Freston Tower is a six-storey red brick folly south of Ipswich, Suffolk in the village of Freston. It stands on the banks of the River Orwell.

==History==
=== Construction date ===
Arguably the oldest folly in England, the tower has various claims for construction dates, ranging from the 15th to 17th centuries.

There is a legend that the tower was built by "Lord de Freston" in the 15th century for his daughter Ellen, so she could study a different subject on a different floor six days of the week: the 1st floor was dedicated to reception, the 2nd to tapestry working, the 3rd to music, the 4th to painting, the 5th to literature and the 6th to astronomy, complete with instruments for taking observations.
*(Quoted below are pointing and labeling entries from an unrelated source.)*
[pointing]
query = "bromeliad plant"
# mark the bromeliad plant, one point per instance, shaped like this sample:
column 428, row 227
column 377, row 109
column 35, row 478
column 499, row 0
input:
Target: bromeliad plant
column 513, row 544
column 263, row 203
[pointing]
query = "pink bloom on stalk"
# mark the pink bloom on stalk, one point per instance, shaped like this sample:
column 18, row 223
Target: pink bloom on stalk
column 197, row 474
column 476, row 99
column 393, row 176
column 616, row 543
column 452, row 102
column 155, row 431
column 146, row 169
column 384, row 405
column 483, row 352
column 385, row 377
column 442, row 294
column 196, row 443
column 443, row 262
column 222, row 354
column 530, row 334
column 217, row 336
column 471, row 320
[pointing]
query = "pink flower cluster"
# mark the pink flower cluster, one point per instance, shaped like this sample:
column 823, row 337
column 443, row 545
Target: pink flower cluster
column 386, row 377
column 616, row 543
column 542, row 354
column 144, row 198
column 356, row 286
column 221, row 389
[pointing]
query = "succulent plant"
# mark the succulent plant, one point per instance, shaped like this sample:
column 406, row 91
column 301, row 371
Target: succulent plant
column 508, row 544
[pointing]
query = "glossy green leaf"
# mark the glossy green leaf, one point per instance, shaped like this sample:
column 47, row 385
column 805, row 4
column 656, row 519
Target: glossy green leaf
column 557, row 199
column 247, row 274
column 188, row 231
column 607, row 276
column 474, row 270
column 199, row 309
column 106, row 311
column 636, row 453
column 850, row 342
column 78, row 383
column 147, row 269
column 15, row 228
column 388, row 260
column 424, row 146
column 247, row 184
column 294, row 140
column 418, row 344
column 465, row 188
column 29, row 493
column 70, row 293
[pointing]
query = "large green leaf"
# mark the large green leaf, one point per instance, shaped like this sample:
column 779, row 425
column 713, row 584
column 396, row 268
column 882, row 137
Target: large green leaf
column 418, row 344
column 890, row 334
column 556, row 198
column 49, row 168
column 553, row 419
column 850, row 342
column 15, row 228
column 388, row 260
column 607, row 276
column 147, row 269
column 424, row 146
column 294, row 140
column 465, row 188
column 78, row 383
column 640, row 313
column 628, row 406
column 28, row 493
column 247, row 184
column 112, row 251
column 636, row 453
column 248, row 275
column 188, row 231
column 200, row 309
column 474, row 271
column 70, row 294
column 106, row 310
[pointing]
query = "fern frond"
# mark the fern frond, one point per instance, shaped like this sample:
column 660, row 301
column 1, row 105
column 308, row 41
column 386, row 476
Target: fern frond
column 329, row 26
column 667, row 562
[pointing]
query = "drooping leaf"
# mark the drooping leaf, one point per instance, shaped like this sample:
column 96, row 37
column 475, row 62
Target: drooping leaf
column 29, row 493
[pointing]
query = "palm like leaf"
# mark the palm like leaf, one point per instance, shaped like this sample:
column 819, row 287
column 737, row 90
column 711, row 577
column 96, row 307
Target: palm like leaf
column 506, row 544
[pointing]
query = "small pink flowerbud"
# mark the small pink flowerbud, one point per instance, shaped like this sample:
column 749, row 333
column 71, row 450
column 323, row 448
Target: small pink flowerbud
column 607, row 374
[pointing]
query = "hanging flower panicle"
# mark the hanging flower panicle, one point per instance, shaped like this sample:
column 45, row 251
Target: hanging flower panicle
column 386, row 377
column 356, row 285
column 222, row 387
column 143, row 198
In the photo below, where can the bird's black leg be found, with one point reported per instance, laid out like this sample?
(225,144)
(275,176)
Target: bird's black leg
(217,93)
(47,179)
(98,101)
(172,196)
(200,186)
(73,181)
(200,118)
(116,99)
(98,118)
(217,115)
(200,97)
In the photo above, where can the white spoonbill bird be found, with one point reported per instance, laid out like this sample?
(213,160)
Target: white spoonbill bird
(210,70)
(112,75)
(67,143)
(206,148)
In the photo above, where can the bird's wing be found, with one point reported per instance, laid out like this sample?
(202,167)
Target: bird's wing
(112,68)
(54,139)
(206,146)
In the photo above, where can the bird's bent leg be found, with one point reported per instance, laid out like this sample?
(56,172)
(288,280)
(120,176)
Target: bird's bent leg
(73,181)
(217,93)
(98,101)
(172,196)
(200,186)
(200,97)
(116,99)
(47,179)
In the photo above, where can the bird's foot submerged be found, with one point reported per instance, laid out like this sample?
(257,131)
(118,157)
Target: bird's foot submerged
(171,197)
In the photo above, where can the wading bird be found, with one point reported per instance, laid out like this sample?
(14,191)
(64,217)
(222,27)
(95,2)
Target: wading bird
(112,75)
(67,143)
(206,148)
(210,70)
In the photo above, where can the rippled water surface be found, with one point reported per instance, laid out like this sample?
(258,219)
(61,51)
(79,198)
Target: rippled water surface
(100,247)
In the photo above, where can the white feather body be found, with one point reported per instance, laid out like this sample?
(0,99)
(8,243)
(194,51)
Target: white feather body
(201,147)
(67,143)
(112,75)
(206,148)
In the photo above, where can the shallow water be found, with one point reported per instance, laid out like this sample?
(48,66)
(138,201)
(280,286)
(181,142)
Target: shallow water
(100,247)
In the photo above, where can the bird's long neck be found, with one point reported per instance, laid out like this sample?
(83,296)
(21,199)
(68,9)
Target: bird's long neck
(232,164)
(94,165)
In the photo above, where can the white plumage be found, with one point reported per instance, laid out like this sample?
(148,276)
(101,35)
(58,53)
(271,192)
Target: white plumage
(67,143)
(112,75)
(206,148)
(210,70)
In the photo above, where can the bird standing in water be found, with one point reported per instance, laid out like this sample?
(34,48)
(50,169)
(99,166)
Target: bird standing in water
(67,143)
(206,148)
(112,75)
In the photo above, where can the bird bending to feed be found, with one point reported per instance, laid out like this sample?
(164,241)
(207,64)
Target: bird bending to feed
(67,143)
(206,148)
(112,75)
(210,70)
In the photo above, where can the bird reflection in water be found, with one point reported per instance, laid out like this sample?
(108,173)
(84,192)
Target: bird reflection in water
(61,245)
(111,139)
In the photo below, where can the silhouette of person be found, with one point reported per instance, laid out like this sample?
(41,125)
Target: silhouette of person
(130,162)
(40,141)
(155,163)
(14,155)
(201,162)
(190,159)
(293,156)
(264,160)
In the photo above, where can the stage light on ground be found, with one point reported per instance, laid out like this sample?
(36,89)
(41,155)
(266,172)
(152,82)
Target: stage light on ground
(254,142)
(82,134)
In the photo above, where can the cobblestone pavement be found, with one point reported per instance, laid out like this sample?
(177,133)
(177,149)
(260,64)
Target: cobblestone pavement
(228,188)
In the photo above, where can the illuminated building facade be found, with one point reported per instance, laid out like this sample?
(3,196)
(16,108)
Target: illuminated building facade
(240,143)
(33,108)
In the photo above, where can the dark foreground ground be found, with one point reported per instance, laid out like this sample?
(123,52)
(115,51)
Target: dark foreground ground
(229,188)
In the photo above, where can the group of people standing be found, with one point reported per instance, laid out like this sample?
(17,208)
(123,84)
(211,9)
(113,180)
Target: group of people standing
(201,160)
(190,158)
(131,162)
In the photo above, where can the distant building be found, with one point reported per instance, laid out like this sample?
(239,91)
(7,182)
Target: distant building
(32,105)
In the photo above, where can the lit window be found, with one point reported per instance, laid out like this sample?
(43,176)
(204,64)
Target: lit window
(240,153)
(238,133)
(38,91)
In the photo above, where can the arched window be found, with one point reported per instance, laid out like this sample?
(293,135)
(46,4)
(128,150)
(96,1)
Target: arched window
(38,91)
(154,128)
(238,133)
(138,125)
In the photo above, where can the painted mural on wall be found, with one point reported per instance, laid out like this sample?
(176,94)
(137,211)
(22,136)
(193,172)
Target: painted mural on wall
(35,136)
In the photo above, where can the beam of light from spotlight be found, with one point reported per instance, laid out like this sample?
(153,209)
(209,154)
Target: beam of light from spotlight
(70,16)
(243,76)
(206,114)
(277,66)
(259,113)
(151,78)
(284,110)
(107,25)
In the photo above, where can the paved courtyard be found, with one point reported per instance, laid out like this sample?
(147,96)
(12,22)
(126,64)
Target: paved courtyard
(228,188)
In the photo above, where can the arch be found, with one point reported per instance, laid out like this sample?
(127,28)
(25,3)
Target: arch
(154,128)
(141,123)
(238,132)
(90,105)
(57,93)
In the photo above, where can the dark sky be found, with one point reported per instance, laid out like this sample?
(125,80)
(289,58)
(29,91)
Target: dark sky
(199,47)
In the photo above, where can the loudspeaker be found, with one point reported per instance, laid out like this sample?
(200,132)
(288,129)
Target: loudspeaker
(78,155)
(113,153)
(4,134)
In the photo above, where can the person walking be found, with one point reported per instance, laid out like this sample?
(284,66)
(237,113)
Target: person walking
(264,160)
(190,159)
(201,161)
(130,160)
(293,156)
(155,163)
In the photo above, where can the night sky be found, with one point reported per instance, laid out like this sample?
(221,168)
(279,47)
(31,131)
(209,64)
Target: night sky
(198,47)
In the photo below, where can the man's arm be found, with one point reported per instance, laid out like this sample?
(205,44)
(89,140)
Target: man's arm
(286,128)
This was written about in a novel by Reverend Richard Cobbold entitled Freston Tower: A Tale of the Times of Cardinal Wolsey (1850) and so should not be taken as fact. There is much evidence against this legend, such as documents apparently referring to the construction of the tower within the twelve years preceding 1569, and it is likely that the tower was constructed by Edward Latymer as a lookout over Freston Reach of the River Orwell. There are further descriptions suggesting a construction date of 1655.

The Landmark Trust, a historical building preservation charity and the current owner of Freston Tower, suggests the tower "was built in 1578 by a wealthy Ipswich merchant called Thomas Gooding".

=== Uses ===
By 1730, the tower was available to let, complete with furniture. Between 1772 and 1779, Freston Tower was used for smallpox patients under inoculation.

==Modern use==
Most recently owned by Claire Hunt until 1999, Freston Tower was donated to the current owner the Landmark Trust, a charity that rescues and restores historical buildings.
In 2004, the tower was being made available to let as a holiday home.